Words, whether written or spoken, are powerful. They are one of the most effective tools of communication.
They are used to share our love and affection for family and friends. They let others know when we are angry or upset about something. They can be used to offer comfort to someone in a time of sorrow, or convince someone not to lose all hope. They can inspire, entertain and inform.
As a professional writer, words are especially important to me. Each one in everything I write is carefully selected to convey the proper message and tone.
It’s for this reason that dictionary.com’s 2018 word of the year, misinformation, continues to be appropriate for current times.
By definition, misinformation is “false information that is spread, regardless of whether there is intent to mislead.”
Indeed, words that were misleading or twisted into a different meaning were plentiful last year. So were words related to understanding what misinformation is. One of the more common or popular terms related to spreading misinformation is “fake news,” especially in the political arena.
It’s something that the Boulder City Review been accused of spreading. It is, of course, not true; that is misinformation.
According to dictionary.com., the word of the year poses challenges as we try to navigate through life, discerning between misinformation and disinformation, which is “deliberately misleading or biased information.”

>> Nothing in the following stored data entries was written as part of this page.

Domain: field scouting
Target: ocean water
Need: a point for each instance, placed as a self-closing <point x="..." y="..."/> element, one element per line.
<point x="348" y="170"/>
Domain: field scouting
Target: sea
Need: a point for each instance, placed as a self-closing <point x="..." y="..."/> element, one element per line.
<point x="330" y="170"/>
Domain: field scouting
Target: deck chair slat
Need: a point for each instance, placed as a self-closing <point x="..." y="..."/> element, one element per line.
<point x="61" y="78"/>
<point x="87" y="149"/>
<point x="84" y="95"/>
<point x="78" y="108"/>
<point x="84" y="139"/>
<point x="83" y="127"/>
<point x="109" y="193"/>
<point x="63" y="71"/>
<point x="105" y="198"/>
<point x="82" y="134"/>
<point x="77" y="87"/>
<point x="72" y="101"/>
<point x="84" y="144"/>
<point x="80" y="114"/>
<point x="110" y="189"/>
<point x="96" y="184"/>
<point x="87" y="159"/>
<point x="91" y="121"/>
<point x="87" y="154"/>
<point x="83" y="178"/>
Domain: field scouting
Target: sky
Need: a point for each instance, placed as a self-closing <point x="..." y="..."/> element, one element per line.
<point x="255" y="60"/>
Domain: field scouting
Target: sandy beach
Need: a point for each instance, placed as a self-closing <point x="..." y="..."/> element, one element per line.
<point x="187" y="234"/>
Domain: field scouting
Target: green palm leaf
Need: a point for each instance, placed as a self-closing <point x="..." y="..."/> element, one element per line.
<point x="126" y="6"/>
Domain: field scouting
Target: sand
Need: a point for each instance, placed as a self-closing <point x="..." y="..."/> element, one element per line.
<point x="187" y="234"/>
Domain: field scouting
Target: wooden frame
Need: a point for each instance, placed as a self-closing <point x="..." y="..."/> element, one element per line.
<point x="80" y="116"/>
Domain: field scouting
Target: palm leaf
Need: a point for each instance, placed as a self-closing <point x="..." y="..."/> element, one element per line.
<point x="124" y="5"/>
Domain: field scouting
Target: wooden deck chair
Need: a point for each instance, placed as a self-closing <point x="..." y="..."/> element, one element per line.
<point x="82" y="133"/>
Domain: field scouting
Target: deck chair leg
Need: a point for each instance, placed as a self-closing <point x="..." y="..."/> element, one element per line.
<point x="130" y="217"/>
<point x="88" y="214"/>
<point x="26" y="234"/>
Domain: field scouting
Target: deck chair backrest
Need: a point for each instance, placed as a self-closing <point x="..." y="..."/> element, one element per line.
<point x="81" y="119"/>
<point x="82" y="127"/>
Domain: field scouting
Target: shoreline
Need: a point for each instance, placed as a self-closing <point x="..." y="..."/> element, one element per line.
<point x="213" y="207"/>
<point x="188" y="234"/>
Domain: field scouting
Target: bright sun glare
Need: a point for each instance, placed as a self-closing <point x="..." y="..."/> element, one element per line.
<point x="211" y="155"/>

The key difference between the two is intent. One can easily share wrong or misinformation without knowing they are doing so. Sometimes, people believe the information they are sharing to be true even when it is not.
I see this on a regular basis on various social media sites. One person shares something and then their friends pick up on it without checking to verify its authenticity. Fortunately, there is a website, Snopes.com, which is extremely helpful in debunking fiction from fact. It’s sole mission is to battle misinformation.
While we don’t specifically battle misinformation, our mission is to provide true and accurate information to our readers to the best of our abilities. This will be especially crucial in the coming months as we face a civic election. Not only are there three spots on the council up for re-election, there are ballot questions that have the potential to be extremely divisive.
Rest assured that we will continue to choose our words wisely in 2019.